The most difficult task is to paint the eyes. I never use glass eyes. I paint them myself in a long and laborious process, putting subsequent layers of covering and glazing paints. All of this to put an illusion of life into them.

I like neither compliments or criticism - both are subjective assessment of the recipients, the interpretation of the image that they see through their own prism. In the process of creation I have to be faithful to myself. Only then it has true value.

Are you working on anything new at the moment?

Right now I'm preparing myself for two exhibitions and work without rest on the new dolls. I've decided to take on certain subjects for the first time and I myself am curious of the outcome.

What would people be surprised to learn about you?

It may be surprising for some but I don't like exhibitions and I honestly hate talking about myself. I prefer to hide in the shadow of my puppets. :)

Do you admire any artists?

It's difficult to name specific artists. I admire works of art which evoke emotions. It's the main feature which draws my attention. It's those emotions and great craftsmanship - the ability to control the matter. It's these two qualities that I admire.

Can you tell me a bit more about your creations - the process you take to make them, what inspires you to create them?

Each of these dolls has been created in the image of a man and it is a perfect medium to demonstrate deepest feelings and emotions while at the same time leaving room for ambiguity. It's an ideal amalgamation of what is tangible with what you cannot touch but crave for. Dolls have that incredible inner power. They can be ridiculous or scary, have their own expression, personality, and thus evoke extreme feelings - here lies their phenomenon and it delights me. In each of them I enclose emotion, and its interpretation I leave to the recipient.

Favourite or most inspirational place in Poland?

Where I live :) I live in South West Poland in a place where an unambiguous flat land ends and begins marked with light and shadow - Sleza Massif - it has a unique landscape, specific microclimate and extraordinarily rich history shrouded in many legends.

What does being an artist mean to you?

I don't like being an artist, but I love being a creator.
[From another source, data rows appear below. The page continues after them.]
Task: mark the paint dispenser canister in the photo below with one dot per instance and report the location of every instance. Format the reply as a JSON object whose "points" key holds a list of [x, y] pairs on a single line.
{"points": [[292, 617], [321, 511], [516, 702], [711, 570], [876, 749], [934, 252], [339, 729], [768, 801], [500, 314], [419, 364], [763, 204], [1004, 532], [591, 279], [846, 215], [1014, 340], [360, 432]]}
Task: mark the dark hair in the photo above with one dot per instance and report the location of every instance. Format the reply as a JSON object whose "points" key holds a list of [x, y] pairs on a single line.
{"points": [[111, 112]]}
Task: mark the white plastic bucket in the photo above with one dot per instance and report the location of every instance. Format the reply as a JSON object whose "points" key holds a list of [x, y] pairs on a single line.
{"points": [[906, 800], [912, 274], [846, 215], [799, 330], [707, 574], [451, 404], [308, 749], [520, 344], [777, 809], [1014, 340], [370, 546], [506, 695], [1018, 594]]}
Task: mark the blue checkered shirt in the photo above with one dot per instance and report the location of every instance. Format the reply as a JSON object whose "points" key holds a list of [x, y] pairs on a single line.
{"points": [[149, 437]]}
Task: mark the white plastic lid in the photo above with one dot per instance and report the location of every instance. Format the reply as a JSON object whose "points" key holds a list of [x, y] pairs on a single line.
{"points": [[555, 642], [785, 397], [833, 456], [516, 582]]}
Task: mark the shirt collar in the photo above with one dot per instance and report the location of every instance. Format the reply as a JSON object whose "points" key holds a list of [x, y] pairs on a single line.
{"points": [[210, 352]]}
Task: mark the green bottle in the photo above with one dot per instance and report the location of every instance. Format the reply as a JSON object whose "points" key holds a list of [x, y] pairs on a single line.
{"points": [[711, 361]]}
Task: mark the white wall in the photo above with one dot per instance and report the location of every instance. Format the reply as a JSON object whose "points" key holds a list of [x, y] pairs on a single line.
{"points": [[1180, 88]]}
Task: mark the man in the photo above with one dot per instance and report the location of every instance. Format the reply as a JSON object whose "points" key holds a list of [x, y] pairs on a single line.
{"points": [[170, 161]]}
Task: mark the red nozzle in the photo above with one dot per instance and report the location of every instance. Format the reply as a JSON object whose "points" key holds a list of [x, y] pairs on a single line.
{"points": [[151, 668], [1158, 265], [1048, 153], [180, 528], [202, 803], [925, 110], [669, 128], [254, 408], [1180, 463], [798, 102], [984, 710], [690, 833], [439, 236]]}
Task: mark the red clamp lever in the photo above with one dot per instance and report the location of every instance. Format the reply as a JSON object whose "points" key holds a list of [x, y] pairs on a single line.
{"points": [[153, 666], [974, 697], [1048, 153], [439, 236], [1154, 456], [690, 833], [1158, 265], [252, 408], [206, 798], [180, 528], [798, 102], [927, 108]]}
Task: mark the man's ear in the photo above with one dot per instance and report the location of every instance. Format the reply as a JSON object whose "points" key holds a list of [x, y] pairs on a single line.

I have a feeling that the ability to create is something most noble in man, the purest divine principle.

Hardest lesson you have ever had to learn as an artist?

Having humility towards the matter that you need to learn to be able to imprint your idea in it.

What would you say is the best complement/constructive criticism/advice you have ever received as an artist?

I like neither compliments or criticism - both are subjective assessment of the recipients, the interpretation of the image that they see through their own prism. In the process of creation I have to be faithful to myself. Only then it has true value.